Là où les Lyonnaises rient, les Parisiennes pleurent. Car l’efficacité des unes ne vaut que par la maladresse des autres. Que se serait-il passé si, au plus haut de la domination parisienne en seconde période, juste après l’égalisation de l’inénarrable Marie-Antoinette Katoto, Sakina Karchaoui avait mieux ajusté son lob devant Christiane Endler ? Au passage, et puisqu’il est de bon ton de se moquer des boulettes des gardiennes, le match XXL de la Chilienne a dû fermer a minima deux ou trois bouches. Avant l’égalisation, celle-ci s’était déjà illustrée sur une frappe lourde de Dabritz, tentative magistralement claquée, du Neuer dans le texte.

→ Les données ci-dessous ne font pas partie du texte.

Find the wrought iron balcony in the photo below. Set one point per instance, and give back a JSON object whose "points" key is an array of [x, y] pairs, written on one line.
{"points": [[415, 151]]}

Que se serait-il passé, aussi, si les Parisiennes n’avaient pas si souvent pêché dans la dernière passe, le dernier dribble ? Il y a souvent eu de beaux gestes de Diani et Baltimore, des rateaux, des double-contacts, des feintes de corps, mais combien ont abouti à des situations concrètes. Un manque d’efficacité que regrette forcément un peu l’entraîneur parisien, sans accabler ce groupe dont il loue l’attitude, pas anodin par les temps qui courent.

« Sur ce type de matchs très serré, l’efficacité est essentielle et mes regrets viennent de là : le manque d’efficacité défensive à l’aller, le manque d’efficacité offensive en seconde période aujourd’hui. Je regrette surtout que ça ne soit pas passé pour les filles, merveilleuses de générosité. »

La force mentale lyonnaise

« On a tout donné, abonde la capitaine Grâce Geyoro. On a essayé de produire du jeu, de repartir de derrière, se créer des occasions. Mais ça se joue sur des détails. Quand on loupe une ou deux, l’équipe adverse a la possibilité de marquer et c’est ce qui s’est passé. »

Les Lyonnaises se félicitent quant à elles d’avoir su faire le dos rond quand la pression parisienne se faisait plus forte. Bompastor : « sur la seconde période, j’ai beaucoup aimé le mental et la force de caractère des joueuses pour résister à la pression des Parisiennes et de leurs supporters. » Comme quoi, tout s’est vraiment joué dans la tête pour l’OL.